Les Bourses nord-américaines ont terminé dans le vert mardi pour la troisième séance de suite, aidée par les performances de quelques vedettes de la technologie comme Apple et Facebook et l'espoir d'avancées dans les négociations entre la Chine et les États-Unis.

Mis à jour le 8 janv. 2019
AFP-PC

L'indice vedette de Wall Street, le Dow Jones, a gagné 1,1 % pour finir à 23 787,45 points et le NASDAQ, à forte coloration technologique, s'est apprécié de 1,1 %, à 6897,00 points.

L'indice élargi S&P 500 a progressé de 1 %, à 2574,41 points.
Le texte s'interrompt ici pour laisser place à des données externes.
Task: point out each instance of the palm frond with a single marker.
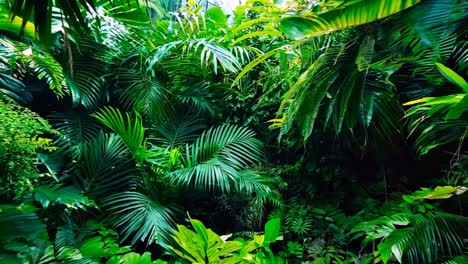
(178, 131)
(75, 129)
(144, 94)
(427, 241)
(104, 165)
(218, 157)
(22, 222)
(131, 130)
(69, 196)
(349, 15)
(140, 218)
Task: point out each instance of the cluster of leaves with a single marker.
(159, 109)
(23, 135)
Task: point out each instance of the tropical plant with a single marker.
(426, 237)
(439, 120)
(205, 246)
(23, 135)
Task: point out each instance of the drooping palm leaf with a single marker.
(139, 217)
(349, 15)
(429, 240)
(219, 158)
(104, 165)
(130, 129)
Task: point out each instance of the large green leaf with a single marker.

Après les récentes turbulences des marchés, cette avancée « ne signifie certainement pas qu'on est complètement sorti d'affaire, car certains risques persistent », comme le ralentissement de l'économie mondiale ou le resserrement en cours de la politique monétaire de la Banque centrale américaine (Fed), a souligné Frances Donald, de Manulife Asset Management.

Mais « les investisseurs reconnaissent aussi qu'il existe des éléments positifs », a-t-elle ajouté.
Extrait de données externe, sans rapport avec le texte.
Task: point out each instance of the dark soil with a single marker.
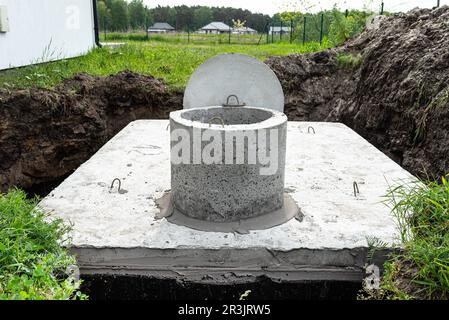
(148, 288)
(46, 134)
(397, 97)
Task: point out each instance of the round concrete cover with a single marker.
(251, 80)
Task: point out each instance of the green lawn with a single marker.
(173, 62)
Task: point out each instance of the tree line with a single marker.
(335, 25)
(120, 15)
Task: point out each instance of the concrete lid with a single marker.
(272, 119)
(251, 80)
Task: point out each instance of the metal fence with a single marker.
(302, 29)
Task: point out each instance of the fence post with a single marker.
(304, 31)
(322, 27)
(281, 30)
(146, 26)
(268, 33)
(291, 30)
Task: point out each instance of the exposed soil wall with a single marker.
(396, 95)
(394, 92)
(46, 134)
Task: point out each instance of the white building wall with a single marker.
(46, 30)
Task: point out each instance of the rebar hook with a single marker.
(356, 188)
(119, 184)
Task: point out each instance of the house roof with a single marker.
(216, 26)
(278, 29)
(245, 29)
(162, 26)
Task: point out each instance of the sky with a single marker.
(271, 6)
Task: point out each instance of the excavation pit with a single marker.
(116, 233)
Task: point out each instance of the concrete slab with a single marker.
(117, 232)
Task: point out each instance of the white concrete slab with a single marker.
(320, 171)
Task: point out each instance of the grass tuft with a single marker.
(32, 262)
(421, 270)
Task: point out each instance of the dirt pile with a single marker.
(46, 134)
(390, 84)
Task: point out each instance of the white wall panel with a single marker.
(45, 30)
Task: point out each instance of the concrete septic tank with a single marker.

Ainsi les tensions commerciales entre les États-Unis et la Chine, considérées depuis plusieurs mois comme une menace importante par les investisseurs, pourraient s'apaiser si les négociations entre les deux pays aboutissent à des avancées concrètes.
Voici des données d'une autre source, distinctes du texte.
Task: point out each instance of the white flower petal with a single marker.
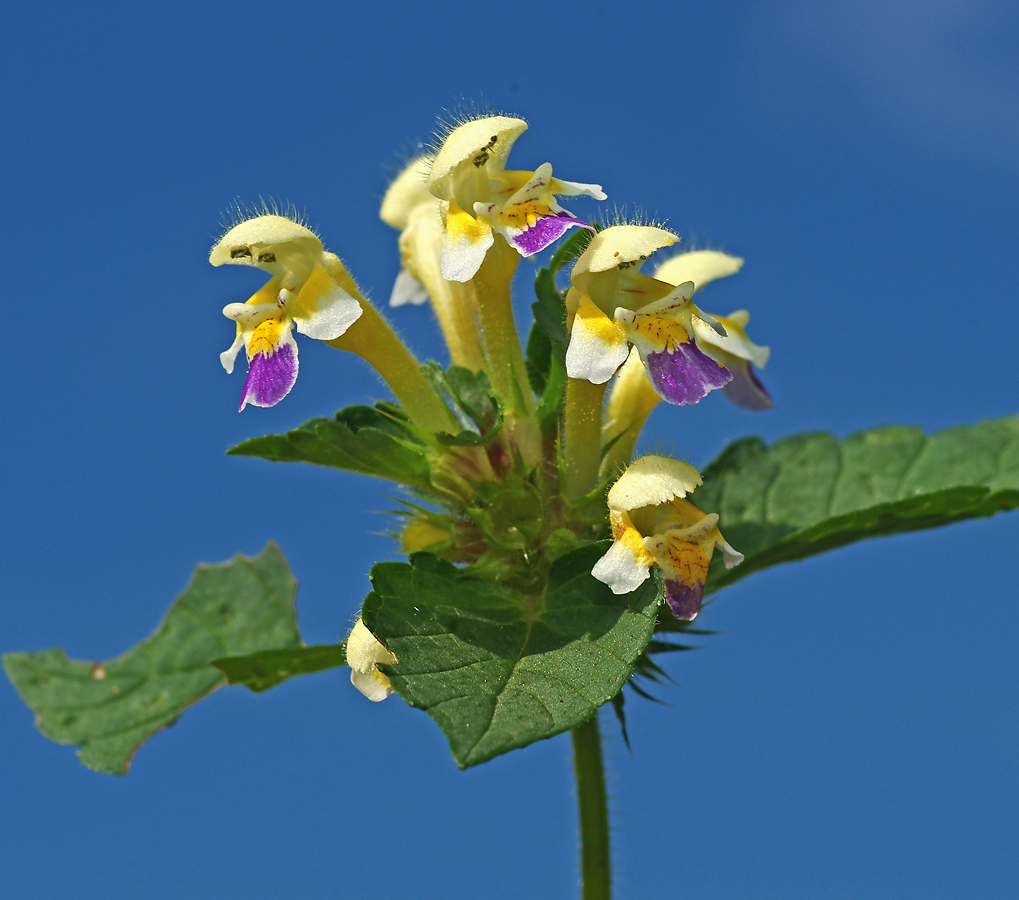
(464, 251)
(576, 189)
(408, 289)
(229, 356)
(597, 346)
(731, 557)
(323, 310)
(373, 684)
(621, 569)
Même si rien n'avait filtré du contenu des échanges dans l'immédiat, ils « se passent très bien », a affirmé le président américain, Donald Trump, mardi sur Twitter alors que les émissaires chinois et américains prévoient de se retrouver de nouveau mercredi.

Mais au-delà du regain d'espoir sur les relations entre Chine et États-Unis, les indices ont aussi profité d'autres facteurs, dont « la persistance de l'effet Powell » après les propos jugés très accommodants du président de la Fed, selon Patrick O'Hare, de Briefing.

« La peur de rater le rebond », « l'attention portée à la baisse de la valorisation » de certaines entreprises après les remous des derniers mois ainsi que « des rééquilibrages de portefeuilles » font également partie des éléments alimentant la hausse de Wall Street, a-t-il ajouté.

Les indices ont par ailleurs été aidés mardi par la progression marquée de quelques valeurs phares de la cote.

Le constructeur aéronautique Boeing, par exemple, a gagné 3,8 % après avoir fait part d'un nombre record de livraisons en 2018.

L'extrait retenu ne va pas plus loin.